Bundesbank president wary of central banks issuing digital currency

The head of Germany’s central bank, Jens Weidmann, has warned against introducing a digital central bank currency without properly considering the consequences of such a move.

“I don’t believe in always calling in the state. In a market economy, it’s first and foremost up to the companies to develop an appropriate offer that meets customer’s wishes,” Weidmann told the Friday edition of the Handelsblatt business daily.

He was reacting to the debate over whether central banks such as the Bundesbank or European Central Bank should create their own answer to digital currencies such as Bitcoin or Facebook’s planned Libra.

“First of all, it’s important to understand the positive and negative sides of a digital central bank currency. Then it can be decided whether it is needed, and whether the risks can be controlled,” he said.

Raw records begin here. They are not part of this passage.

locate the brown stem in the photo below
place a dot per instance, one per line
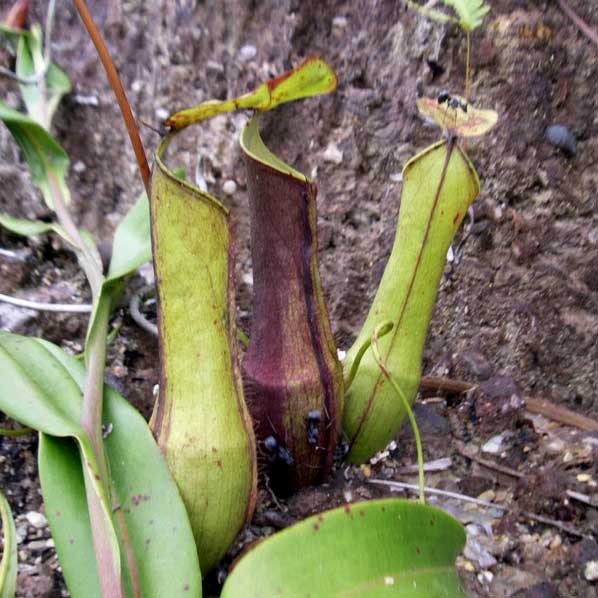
(119, 91)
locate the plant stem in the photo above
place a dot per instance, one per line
(119, 91)
(95, 353)
(467, 60)
(90, 264)
(406, 406)
(91, 411)
(384, 328)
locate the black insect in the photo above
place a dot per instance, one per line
(435, 68)
(313, 427)
(285, 456)
(277, 452)
(270, 444)
(445, 97)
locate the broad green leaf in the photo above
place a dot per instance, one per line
(200, 419)
(132, 245)
(471, 12)
(38, 391)
(144, 496)
(41, 100)
(472, 123)
(387, 547)
(8, 564)
(313, 76)
(47, 161)
(439, 184)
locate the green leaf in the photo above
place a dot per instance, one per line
(42, 386)
(38, 390)
(47, 161)
(8, 564)
(386, 547)
(313, 76)
(144, 496)
(439, 185)
(471, 12)
(41, 100)
(132, 245)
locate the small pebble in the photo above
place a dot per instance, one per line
(494, 445)
(590, 571)
(561, 137)
(229, 187)
(247, 52)
(333, 154)
(36, 519)
(162, 114)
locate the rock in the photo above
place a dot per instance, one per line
(37, 520)
(495, 445)
(35, 581)
(560, 136)
(476, 553)
(333, 154)
(509, 580)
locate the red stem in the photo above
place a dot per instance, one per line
(119, 91)
(585, 28)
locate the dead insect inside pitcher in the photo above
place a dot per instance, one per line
(313, 427)
(451, 101)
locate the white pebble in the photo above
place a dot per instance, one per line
(591, 571)
(247, 52)
(229, 187)
(79, 167)
(36, 519)
(494, 445)
(333, 154)
(162, 113)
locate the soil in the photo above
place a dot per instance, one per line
(517, 309)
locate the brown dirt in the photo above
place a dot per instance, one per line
(518, 305)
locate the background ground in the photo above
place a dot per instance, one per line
(517, 308)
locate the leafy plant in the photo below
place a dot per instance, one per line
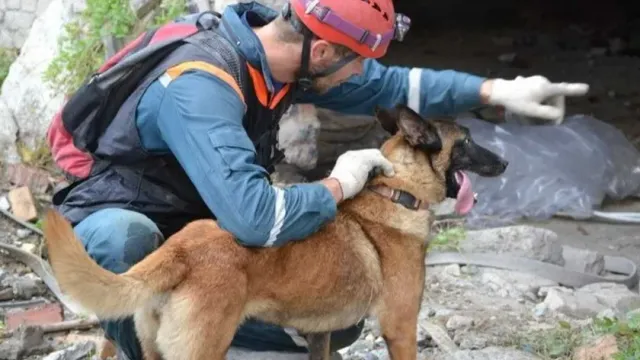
(81, 47)
(7, 57)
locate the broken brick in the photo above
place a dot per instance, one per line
(23, 205)
(40, 315)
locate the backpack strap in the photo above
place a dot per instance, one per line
(173, 72)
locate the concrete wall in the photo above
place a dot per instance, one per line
(16, 18)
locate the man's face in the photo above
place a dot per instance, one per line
(323, 56)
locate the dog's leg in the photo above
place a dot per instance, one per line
(200, 319)
(319, 346)
(147, 325)
(398, 314)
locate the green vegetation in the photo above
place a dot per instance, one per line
(81, 46)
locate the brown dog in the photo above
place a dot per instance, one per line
(189, 296)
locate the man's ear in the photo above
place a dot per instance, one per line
(419, 132)
(388, 119)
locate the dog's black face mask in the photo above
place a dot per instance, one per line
(446, 143)
(466, 155)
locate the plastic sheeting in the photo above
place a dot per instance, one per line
(569, 168)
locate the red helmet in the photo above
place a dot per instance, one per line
(364, 26)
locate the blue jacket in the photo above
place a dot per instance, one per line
(198, 112)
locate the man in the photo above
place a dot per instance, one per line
(195, 142)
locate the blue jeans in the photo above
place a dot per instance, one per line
(117, 239)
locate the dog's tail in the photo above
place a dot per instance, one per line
(105, 293)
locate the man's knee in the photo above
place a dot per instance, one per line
(258, 336)
(117, 239)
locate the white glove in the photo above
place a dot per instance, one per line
(525, 96)
(352, 169)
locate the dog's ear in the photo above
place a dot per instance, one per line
(388, 119)
(419, 132)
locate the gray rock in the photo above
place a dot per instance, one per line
(29, 340)
(78, 351)
(615, 296)
(458, 322)
(28, 286)
(514, 284)
(578, 305)
(583, 260)
(490, 353)
(521, 240)
(27, 103)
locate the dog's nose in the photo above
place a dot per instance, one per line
(504, 164)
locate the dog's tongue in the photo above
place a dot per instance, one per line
(465, 199)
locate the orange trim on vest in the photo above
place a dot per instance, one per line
(260, 88)
(177, 70)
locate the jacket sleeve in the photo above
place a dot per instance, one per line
(429, 92)
(200, 119)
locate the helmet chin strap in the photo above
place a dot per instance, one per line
(305, 77)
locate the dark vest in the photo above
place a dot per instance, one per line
(156, 185)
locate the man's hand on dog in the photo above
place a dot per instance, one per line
(352, 169)
(533, 96)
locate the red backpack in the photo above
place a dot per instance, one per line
(74, 132)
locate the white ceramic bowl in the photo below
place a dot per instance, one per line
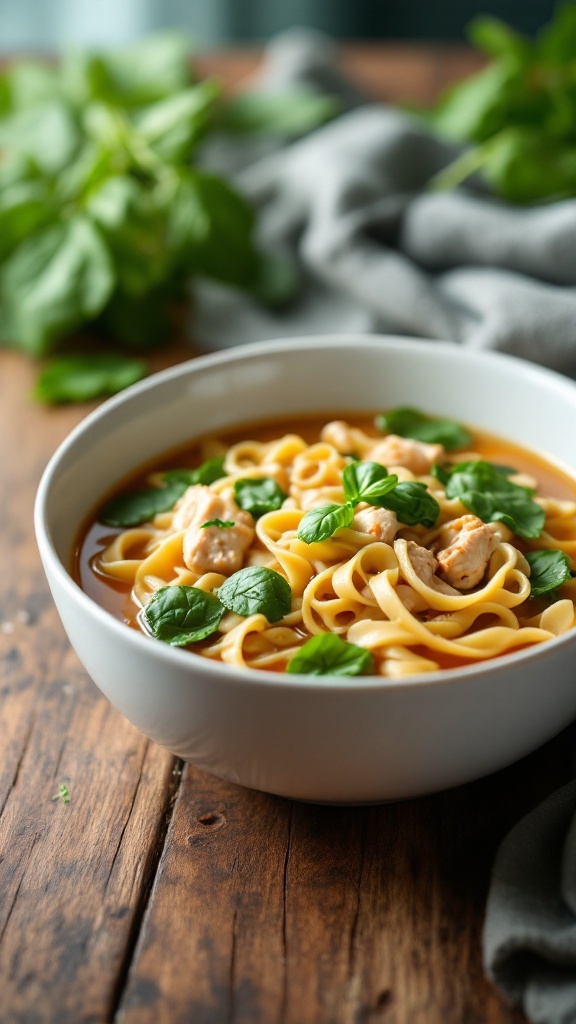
(354, 740)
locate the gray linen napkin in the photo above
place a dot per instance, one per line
(530, 928)
(378, 251)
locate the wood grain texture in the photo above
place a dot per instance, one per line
(269, 911)
(160, 896)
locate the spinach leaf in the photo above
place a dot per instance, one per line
(179, 615)
(328, 654)
(257, 590)
(278, 113)
(258, 496)
(518, 112)
(79, 378)
(549, 568)
(367, 481)
(54, 280)
(411, 423)
(486, 491)
(322, 522)
(134, 507)
(412, 503)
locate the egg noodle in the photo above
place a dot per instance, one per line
(376, 585)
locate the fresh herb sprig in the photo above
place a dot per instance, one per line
(409, 422)
(519, 112)
(486, 489)
(180, 614)
(134, 507)
(549, 568)
(258, 496)
(328, 654)
(368, 481)
(105, 210)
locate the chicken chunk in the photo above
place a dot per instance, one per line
(425, 565)
(462, 550)
(212, 549)
(381, 523)
(415, 456)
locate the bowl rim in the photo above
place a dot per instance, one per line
(263, 678)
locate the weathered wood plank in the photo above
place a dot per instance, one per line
(255, 909)
(74, 877)
(270, 912)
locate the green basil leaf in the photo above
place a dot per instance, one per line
(134, 507)
(53, 281)
(45, 132)
(274, 113)
(257, 590)
(412, 503)
(210, 470)
(549, 568)
(131, 77)
(258, 496)
(179, 615)
(134, 228)
(174, 125)
(366, 481)
(80, 378)
(328, 654)
(486, 491)
(221, 245)
(322, 522)
(411, 423)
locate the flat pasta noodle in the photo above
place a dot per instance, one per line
(398, 597)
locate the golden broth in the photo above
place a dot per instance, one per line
(115, 595)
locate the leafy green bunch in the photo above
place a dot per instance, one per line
(519, 112)
(105, 217)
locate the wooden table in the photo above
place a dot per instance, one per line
(162, 894)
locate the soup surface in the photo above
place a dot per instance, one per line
(340, 547)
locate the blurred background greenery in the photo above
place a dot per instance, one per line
(46, 25)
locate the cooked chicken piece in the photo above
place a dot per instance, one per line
(381, 523)
(424, 565)
(415, 456)
(462, 549)
(212, 549)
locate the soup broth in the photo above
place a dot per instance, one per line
(258, 546)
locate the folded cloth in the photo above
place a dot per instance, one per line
(530, 929)
(380, 252)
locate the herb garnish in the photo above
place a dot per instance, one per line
(256, 590)
(134, 507)
(412, 423)
(412, 503)
(485, 488)
(206, 473)
(518, 112)
(80, 378)
(368, 481)
(104, 214)
(258, 495)
(328, 654)
(63, 794)
(549, 568)
(179, 615)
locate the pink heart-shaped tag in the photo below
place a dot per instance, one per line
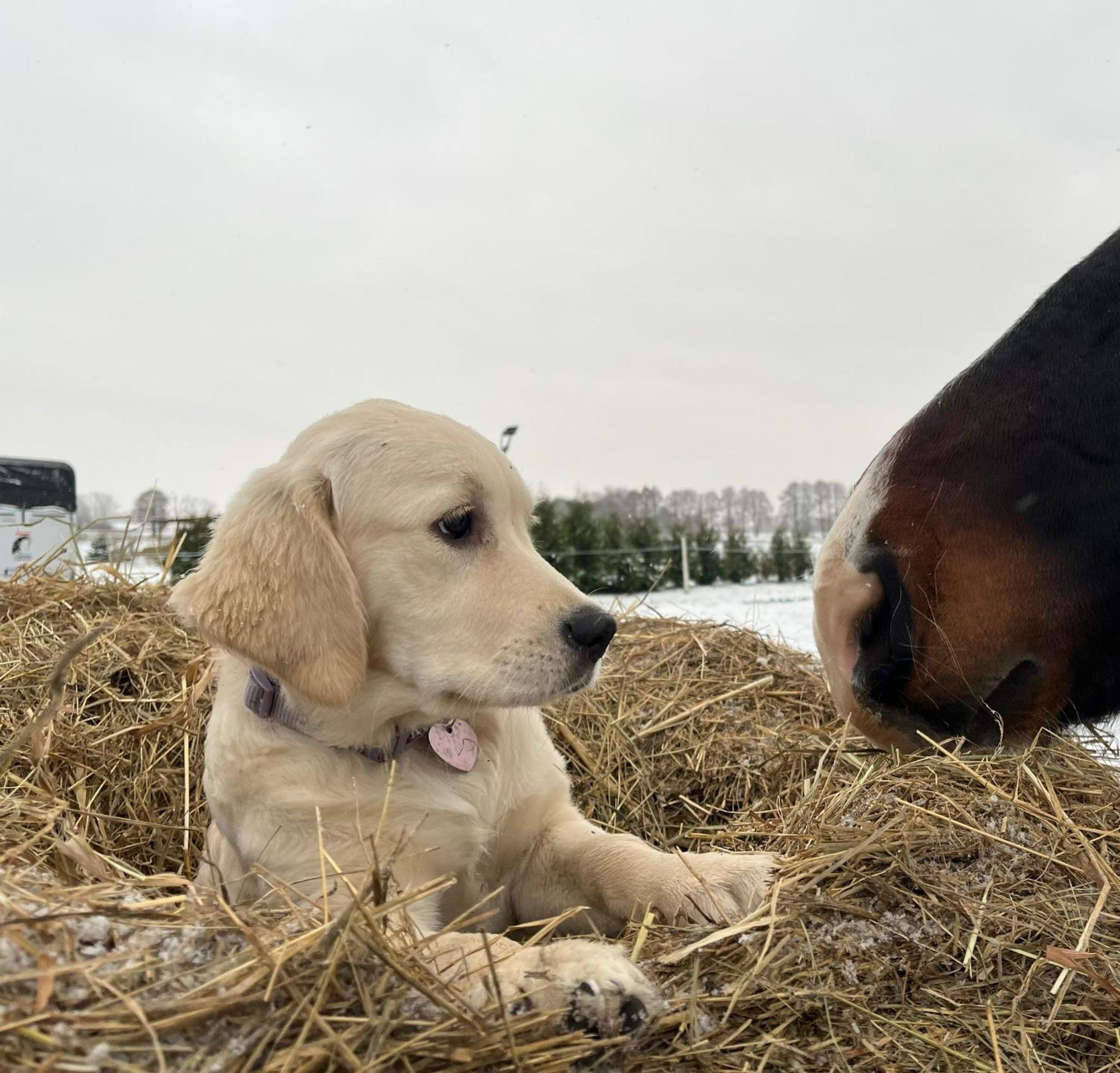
(455, 744)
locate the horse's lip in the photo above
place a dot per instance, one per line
(1013, 688)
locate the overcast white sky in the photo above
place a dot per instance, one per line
(688, 245)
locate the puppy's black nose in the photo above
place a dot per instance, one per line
(591, 631)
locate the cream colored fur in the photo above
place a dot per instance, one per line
(329, 572)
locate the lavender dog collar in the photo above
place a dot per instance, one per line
(266, 699)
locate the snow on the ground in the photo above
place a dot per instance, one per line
(781, 612)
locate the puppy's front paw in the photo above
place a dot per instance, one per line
(716, 889)
(591, 987)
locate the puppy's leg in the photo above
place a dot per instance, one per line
(590, 986)
(617, 876)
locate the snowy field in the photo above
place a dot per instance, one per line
(782, 612)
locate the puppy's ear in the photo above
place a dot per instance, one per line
(276, 589)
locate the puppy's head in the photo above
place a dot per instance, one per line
(396, 540)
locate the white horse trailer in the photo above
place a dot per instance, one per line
(39, 505)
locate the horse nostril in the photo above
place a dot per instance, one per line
(590, 631)
(886, 655)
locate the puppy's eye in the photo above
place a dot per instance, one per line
(456, 526)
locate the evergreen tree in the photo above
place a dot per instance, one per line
(710, 566)
(740, 561)
(614, 570)
(582, 535)
(801, 558)
(195, 534)
(99, 551)
(548, 534)
(780, 556)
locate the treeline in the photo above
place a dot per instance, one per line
(156, 525)
(601, 549)
(805, 508)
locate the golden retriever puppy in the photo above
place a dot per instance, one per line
(387, 630)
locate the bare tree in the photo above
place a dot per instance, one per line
(759, 511)
(152, 510)
(94, 508)
(194, 507)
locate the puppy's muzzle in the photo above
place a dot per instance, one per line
(589, 632)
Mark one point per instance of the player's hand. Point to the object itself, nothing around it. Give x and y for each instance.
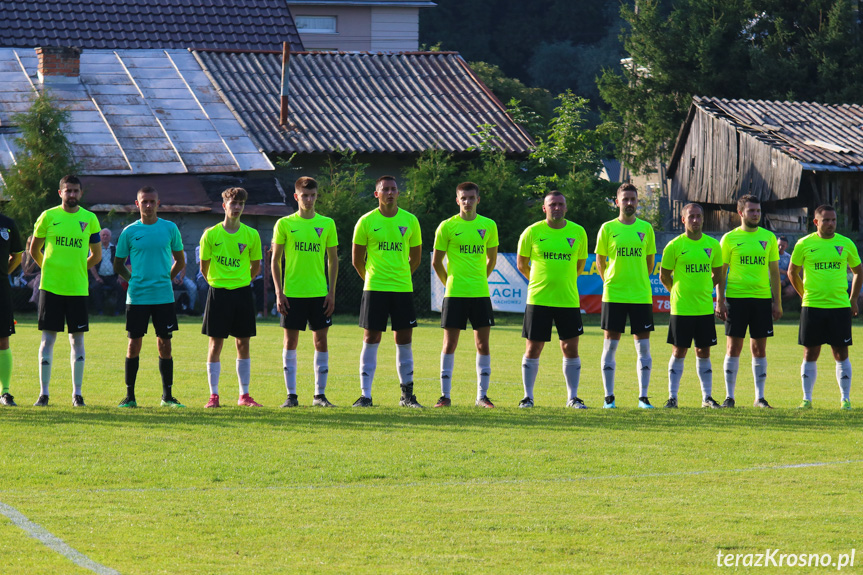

ECB President Christine Lagarde has called the emergence of digital currencies a challenge, and said in September that the question was whether central banks should issue them. Lagarde wants a thorough strategy review, which is set to begin in January, at the bank.

Weidmann believes in the effects of competition between banks: “For example, the credit industry’s initiative to offer a better, Europe-wide payment system was prompted due to new competitors.”

Banks, said Weidmann, would have to counter Facebook’s plans with their own efforts.

Since the announcement of Libra, Facebook has repeatedly come up against regulator and government concerns that, given the social media platform’s huge user base, with 2.4 billion active monthly users, Libra could threaten national currency sovereignty and cause major financial market disruption.